Honest, fellers, don't buther 'im - next time I'll bring five-in-ones!
Честно, ребята, не забивайте его - в следующий раз я привезу рацион "пять-в-одном"!
The 5-in-1 Ration
World War historians, who had no reason to foresee that the title would re-emerge to designate the postwar group ration, classified the 5-in-1 with the jungle and mountain rations, described its "short life," and ultimately considered that it, too, had passed into obsolescence. Of the three, the 5-in-1 was the only ration that was strictly a development of the SR&DL. As introduced early in 1942, it was intended to provide a specialized ration for motorized combat groups operating in desert areas.

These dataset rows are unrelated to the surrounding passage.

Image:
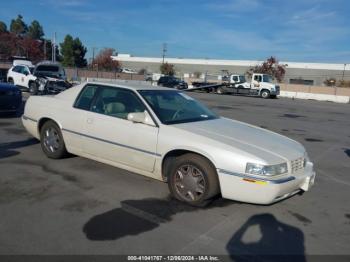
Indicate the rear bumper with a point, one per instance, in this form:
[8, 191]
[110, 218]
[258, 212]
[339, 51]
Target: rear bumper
[31, 125]
[240, 187]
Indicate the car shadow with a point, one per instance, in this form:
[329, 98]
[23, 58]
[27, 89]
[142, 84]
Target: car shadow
[137, 216]
[278, 241]
[6, 149]
[16, 114]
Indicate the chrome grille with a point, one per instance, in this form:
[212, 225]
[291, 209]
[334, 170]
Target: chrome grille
[297, 164]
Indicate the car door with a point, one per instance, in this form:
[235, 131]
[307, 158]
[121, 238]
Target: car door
[26, 76]
[110, 136]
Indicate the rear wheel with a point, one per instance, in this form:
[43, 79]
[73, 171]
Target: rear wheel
[52, 141]
[193, 179]
[265, 94]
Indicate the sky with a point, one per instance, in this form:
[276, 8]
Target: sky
[291, 30]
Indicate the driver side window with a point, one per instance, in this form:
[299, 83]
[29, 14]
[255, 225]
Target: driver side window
[257, 78]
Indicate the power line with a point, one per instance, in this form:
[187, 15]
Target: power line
[164, 51]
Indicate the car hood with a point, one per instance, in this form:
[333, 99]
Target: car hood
[256, 141]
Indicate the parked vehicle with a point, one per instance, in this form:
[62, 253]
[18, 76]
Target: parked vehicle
[172, 82]
[21, 74]
[167, 135]
[128, 71]
[10, 98]
[261, 85]
[50, 79]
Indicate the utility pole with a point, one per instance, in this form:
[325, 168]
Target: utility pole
[54, 48]
[164, 51]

The goal of this development was a ration that would be convenient to issue and could be prepared by small groups of men with a minimum of cooking equipment and skill. Another objective was to furnish sufficient food to take care of five men for one day. The first specification for a 5-in-1 ration proposed a unit of three menus, each consisting basically of B ration components such as Army spread, vegetables, meat combinations, evaporated milk, fruit juice, fruits, dehydrated soups, cereal, and beverages as well as such common items as biscuits, hard candy, salt, sugar, and toilet paper. These items were packed as a group, with noncanned components placed in a separate carton overpacked in a larger carton with the canned products. Menus were inclosed in the carton as a guide in the selection of meals. Extensive procurement based on these requirements ended in 1943 when the 10-in-1 was introduced. Use of 5-in-1 stocks continued throughout the war, however, and the ration was still winning praise when hostilities ended. The specification remained in effect and later became the basis for the postwar revision under which the 5-in-1 nomenclature was reestablished.